O impacto das desigualdades sociais nas desigualdades escolares
Enviada em 10/11/2021
Machado de Assis, em sua fase realista, despiu a sociedade brasileira e teceu críticas aos comportamentos superfíciais e egoístas que regem essa nação. Não distante da ficção, a Constituição Federal de 1988 assegura, em seu artigo 5º, a educação como algo inerente a todos os cidadãos brasileiros, contudo esse direito não é aplicado na realidade contemporânea. Assim, a negligência governamental e o desamparo do corpo social demonstram que medidas são necessárias para conter tal problemática.
Precipuamente, é fulcral pontuar o descaso do governo. No livro “Cidadão de Papel” de Gilberto Dimenstein, o autor afirma que “os direitos constitucionais residem tão somente na teoria”. Nesse aspecto, evidencia-se o desamparo do governo em relação as escolas públicas e, consequentemente, o baixo nível educacional destas instituições. Contribuindo para a desigualdade escolar entre alunos de núcleos educacionais públicos e privados. Dessa forma, a afirmação do autor se encontra cada vez mais próxima da realidade moderna.
Além disso, o estigma do corpo social contribuí para o avanço da problemática. Segundo o sociólogo Émile Durkheim, a sociedade é um organismo vivo que necessita manter-se unido a fim de encontrar seu pleno equilíbrio. Nessa perspectiva, o preconceito enfrentado por alunos de escolas públicas quanto a entrada em faculdades e mercado de trabalho acentua o impacto da desigualdade, deixando-os marginalizados e suscetíveis a evasão escolar.
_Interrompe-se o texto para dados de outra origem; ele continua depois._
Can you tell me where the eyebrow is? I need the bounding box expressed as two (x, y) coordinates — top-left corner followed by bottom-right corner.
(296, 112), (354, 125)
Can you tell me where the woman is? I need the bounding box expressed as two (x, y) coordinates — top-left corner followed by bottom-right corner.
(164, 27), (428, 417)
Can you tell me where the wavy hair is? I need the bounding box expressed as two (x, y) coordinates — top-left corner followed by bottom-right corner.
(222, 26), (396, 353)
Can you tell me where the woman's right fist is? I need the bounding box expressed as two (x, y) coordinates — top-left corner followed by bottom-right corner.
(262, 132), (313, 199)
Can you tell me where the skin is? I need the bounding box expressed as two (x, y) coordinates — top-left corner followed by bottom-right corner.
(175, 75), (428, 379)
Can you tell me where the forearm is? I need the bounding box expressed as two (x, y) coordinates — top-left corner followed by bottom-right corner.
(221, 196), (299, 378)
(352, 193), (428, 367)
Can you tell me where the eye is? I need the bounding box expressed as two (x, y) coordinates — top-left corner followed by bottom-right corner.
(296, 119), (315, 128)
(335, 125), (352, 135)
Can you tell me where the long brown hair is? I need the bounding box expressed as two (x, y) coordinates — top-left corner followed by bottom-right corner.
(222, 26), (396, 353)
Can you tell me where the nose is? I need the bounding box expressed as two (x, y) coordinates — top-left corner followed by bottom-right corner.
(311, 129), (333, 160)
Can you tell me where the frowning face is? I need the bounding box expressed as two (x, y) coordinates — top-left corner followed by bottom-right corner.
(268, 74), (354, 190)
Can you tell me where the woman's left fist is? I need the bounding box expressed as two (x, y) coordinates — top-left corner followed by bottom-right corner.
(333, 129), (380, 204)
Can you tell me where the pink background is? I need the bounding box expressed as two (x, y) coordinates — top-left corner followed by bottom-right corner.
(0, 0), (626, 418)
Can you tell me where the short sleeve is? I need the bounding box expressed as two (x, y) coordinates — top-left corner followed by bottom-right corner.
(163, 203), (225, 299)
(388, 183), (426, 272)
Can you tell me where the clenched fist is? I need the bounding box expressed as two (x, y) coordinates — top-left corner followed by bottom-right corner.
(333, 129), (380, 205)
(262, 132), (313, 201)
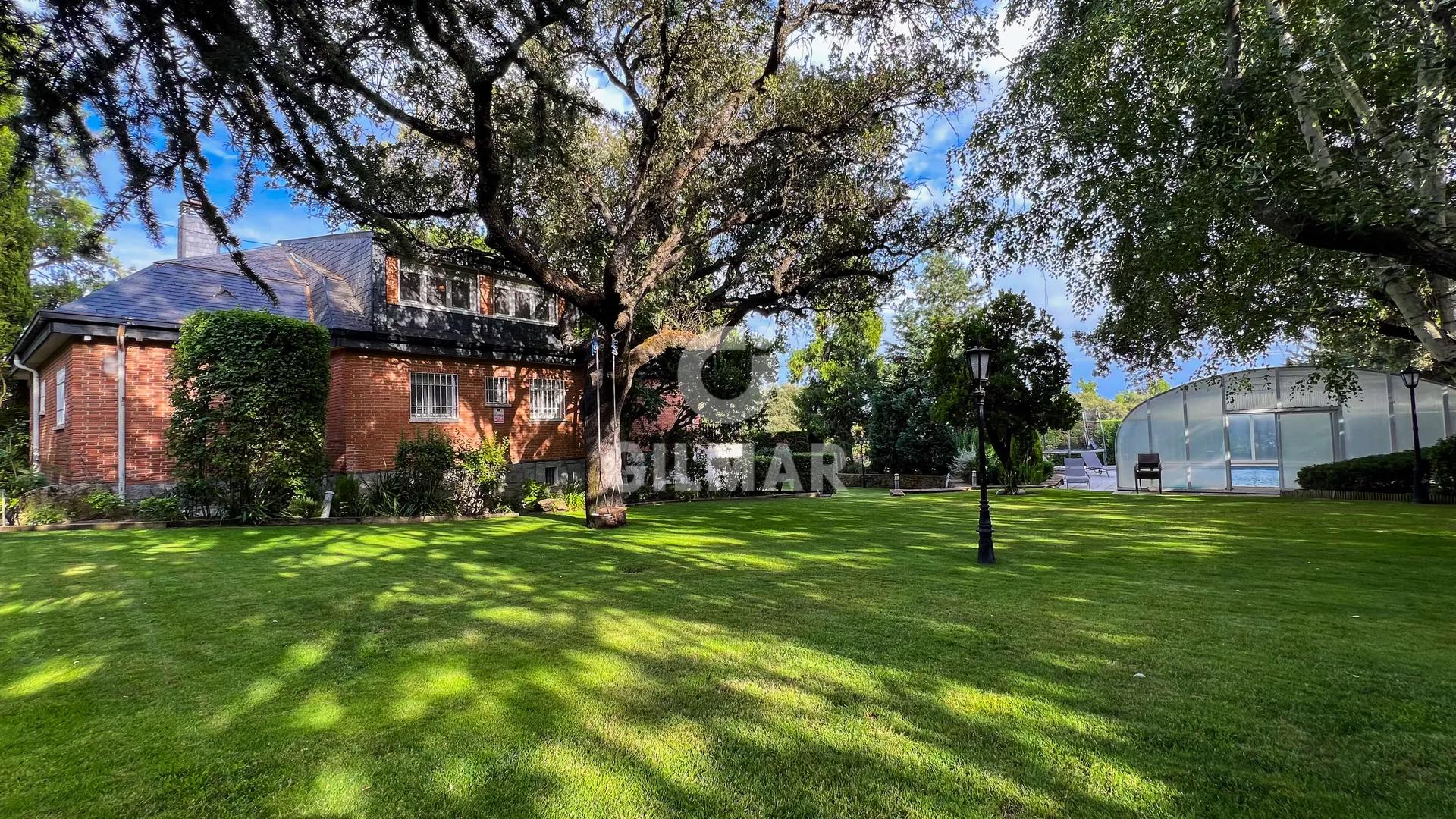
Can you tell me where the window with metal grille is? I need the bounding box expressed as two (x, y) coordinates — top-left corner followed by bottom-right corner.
(532, 379), (566, 421)
(55, 367), (65, 430)
(485, 376), (511, 406)
(410, 373), (460, 421)
(491, 280), (556, 324)
(399, 264), (481, 313)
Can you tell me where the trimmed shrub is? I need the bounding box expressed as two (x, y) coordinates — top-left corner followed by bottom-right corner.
(456, 438), (511, 512)
(329, 475), (364, 517)
(394, 428), (462, 516)
(20, 501), (71, 526)
(136, 495), (182, 520)
(84, 490), (128, 517)
(168, 310), (329, 520)
(1299, 449), (1429, 494)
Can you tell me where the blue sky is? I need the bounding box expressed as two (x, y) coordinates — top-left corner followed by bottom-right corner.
(93, 9), (1284, 395)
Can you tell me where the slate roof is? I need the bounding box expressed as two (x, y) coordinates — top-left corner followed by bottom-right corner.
(16, 231), (573, 357)
(54, 233), (373, 329)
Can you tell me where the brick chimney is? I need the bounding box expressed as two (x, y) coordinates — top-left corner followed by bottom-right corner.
(177, 199), (218, 259)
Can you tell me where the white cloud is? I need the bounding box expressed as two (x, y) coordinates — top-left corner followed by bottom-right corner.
(980, 3), (1040, 74)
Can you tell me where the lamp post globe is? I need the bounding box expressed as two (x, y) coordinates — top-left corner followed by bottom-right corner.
(965, 347), (996, 566)
(1401, 367), (1429, 503)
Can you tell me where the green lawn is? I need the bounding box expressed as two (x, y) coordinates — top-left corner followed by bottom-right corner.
(0, 491), (1456, 817)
Dessa maneira, ocorre a quebra da diretriz solidária proposta pelo estudioso e não há formação de uma sociedade homogênea.
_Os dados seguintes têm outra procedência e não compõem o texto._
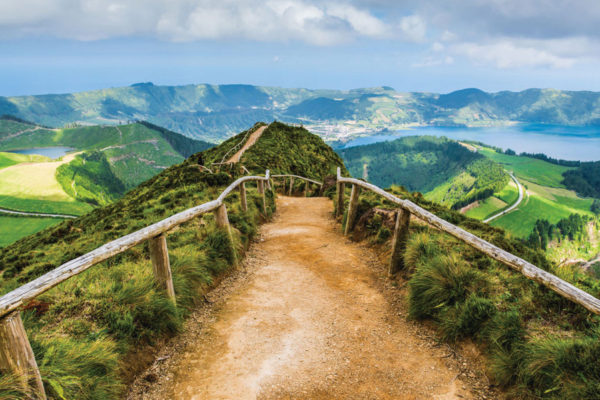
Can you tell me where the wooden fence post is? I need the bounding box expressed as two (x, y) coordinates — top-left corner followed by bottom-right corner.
(258, 181), (267, 216)
(388, 208), (410, 276)
(239, 182), (248, 212)
(336, 182), (344, 217)
(344, 185), (360, 235)
(148, 233), (176, 303)
(0, 311), (46, 400)
(215, 203), (238, 265)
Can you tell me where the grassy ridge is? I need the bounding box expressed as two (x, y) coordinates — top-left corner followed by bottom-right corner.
(0, 122), (339, 399)
(0, 152), (49, 169)
(477, 146), (573, 188)
(339, 136), (509, 208)
(56, 151), (125, 206)
(338, 187), (600, 399)
(0, 214), (62, 247)
(469, 145), (593, 238)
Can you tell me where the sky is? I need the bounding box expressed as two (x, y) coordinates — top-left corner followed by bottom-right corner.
(0, 0), (600, 96)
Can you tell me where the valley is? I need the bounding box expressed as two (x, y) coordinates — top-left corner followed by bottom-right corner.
(0, 82), (600, 144)
(337, 136), (600, 263)
(0, 117), (211, 246)
(0, 122), (600, 399)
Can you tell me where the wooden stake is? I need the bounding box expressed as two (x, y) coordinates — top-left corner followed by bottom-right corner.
(215, 204), (229, 230)
(148, 233), (176, 303)
(388, 208), (410, 276)
(0, 311), (46, 400)
(344, 185), (360, 235)
(258, 181), (267, 217)
(336, 182), (344, 217)
(239, 182), (248, 212)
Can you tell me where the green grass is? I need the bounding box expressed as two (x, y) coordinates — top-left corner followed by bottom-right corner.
(494, 179), (519, 204)
(0, 124), (343, 399)
(0, 152), (50, 169)
(338, 187), (600, 400)
(490, 181), (593, 238)
(477, 145), (573, 188)
(0, 196), (93, 215)
(465, 196), (508, 220)
(0, 217), (62, 247)
(465, 179), (519, 220)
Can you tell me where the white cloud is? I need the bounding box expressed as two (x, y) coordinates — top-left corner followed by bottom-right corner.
(451, 41), (575, 69)
(400, 15), (427, 42)
(0, 0), (394, 45)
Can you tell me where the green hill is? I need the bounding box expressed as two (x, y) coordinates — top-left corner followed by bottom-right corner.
(0, 116), (212, 246)
(346, 186), (600, 400)
(0, 83), (600, 142)
(0, 119), (212, 204)
(339, 136), (509, 208)
(0, 123), (345, 399)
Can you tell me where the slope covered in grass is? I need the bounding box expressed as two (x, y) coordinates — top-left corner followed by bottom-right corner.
(342, 183), (600, 399)
(0, 122), (341, 399)
(340, 136), (509, 208)
(0, 214), (62, 247)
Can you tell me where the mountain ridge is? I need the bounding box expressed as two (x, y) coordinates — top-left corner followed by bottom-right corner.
(0, 82), (600, 142)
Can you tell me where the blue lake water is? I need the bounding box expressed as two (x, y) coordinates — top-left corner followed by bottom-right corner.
(342, 124), (600, 161)
(10, 147), (75, 159)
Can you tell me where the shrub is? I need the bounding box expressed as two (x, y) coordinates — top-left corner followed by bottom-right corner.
(408, 254), (486, 319)
(404, 232), (441, 271)
(441, 293), (496, 341)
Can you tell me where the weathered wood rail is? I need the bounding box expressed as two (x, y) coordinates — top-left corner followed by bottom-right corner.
(336, 168), (600, 314)
(0, 170), (270, 399)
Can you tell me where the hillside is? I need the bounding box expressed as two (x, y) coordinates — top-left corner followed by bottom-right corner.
(341, 186), (600, 400)
(0, 83), (600, 142)
(0, 117), (212, 246)
(339, 136), (509, 208)
(0, 123), (343, 399)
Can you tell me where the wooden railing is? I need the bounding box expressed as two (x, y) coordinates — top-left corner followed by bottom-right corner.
(271, 174), (323, 197)
(336, 168), (600, 314)
(0, 170), (270, 399)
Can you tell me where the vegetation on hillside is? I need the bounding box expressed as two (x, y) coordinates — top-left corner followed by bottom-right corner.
(527, 214), (591, 250)
(56, 151), (125, 206)
(336, 186), (600, 399)
(0, 122), (339, 399)
(340, 136), (509, 208)
(562, 161), (600, 198)
(0, 82), (600, 142)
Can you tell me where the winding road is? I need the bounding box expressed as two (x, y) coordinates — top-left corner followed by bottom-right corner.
(483, 172), (524, 223)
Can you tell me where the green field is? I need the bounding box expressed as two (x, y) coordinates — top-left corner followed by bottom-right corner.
(0, 151), (50, 169)
(466, 145), (593, 241)
(0, 214), (62, 247)
(465, 196), (510, 220)
(476, 146), (573, 188)
(490, 180), (593, 237)
(0, 153), (92, 215)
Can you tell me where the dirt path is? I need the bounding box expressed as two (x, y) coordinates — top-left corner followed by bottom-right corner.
(129, 197), (486, 400)
(226, 125), (267, 163)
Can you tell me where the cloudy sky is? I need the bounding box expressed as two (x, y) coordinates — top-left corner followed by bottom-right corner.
(0, 0), (600, 95)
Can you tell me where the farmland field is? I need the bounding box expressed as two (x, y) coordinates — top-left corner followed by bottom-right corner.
(0, 215), (62, 247)
(0, 154), (91, 214)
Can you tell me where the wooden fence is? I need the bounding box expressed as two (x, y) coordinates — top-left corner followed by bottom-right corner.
(271, 174), (323, 197)
(0, 170), (270, 399)
(0, 164), (600, 399)
(336, 168), (600, 314)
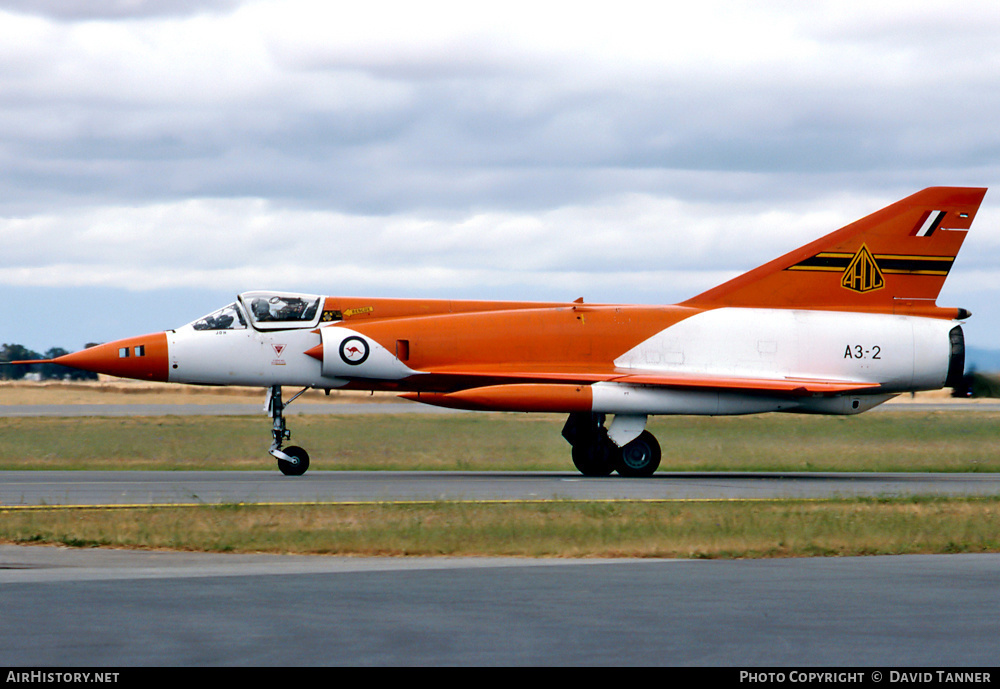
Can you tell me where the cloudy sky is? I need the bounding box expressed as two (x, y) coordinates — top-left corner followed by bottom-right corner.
(0, 0), (1000, 351)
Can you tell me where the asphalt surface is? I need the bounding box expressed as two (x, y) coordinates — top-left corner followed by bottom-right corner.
(0, 469), (1000, 506)
(0, 404), (1000, 668)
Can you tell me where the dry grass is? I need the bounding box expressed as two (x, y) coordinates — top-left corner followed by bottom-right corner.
(0, 411), (1000, 472)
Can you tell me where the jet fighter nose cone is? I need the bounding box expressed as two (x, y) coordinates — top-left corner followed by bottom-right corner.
(52, 333), (168, 382)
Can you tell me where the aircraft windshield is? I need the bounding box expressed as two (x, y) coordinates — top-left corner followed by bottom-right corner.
(191, 304), (247, 330)
(240, 292), (321, 329)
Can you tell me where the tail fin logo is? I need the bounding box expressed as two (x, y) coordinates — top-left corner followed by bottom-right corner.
(840, 244), (885, 293)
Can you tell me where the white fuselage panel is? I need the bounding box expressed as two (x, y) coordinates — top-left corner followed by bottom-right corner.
(615, 308), (954, 393)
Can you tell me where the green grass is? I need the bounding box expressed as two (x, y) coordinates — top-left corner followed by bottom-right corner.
(0, 411), (1000, 472)
(7, 497), (1000, 558)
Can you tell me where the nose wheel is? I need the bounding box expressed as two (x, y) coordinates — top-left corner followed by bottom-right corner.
(267, 385), (309, 476)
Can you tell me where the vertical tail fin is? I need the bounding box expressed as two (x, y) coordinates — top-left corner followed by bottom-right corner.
(684, 187), (986, 318)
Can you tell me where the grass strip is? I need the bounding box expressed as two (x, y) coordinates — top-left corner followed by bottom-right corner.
(0, 411), (1000, 472)
(0, 497), (1000, 558)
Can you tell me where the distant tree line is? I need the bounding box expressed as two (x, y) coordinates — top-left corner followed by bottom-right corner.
(0, 343), (97, 380)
Ademais, medidas exequíveis tornam-se necessárias para conter o avanço do problema. O Ministério de Educação, orgão responsável pela elaboração e execução da Política Nacional de Educação, deve promover debates, por intermédio dos centros educacionais, para que sejam realizados na escolas sobre as desigualdades enfrentadas pelos alunos com menor poder aquisitivo. Além disso, o Estado Federal necessita direcionar que, por intermédio de governos municipais, será revertido em cursos profissionalizantes para professores com o intuito de melhorar a educação. Dessa forma, atenuar-se-à, em médio e longo prazo, o impacto nocivo da problemática.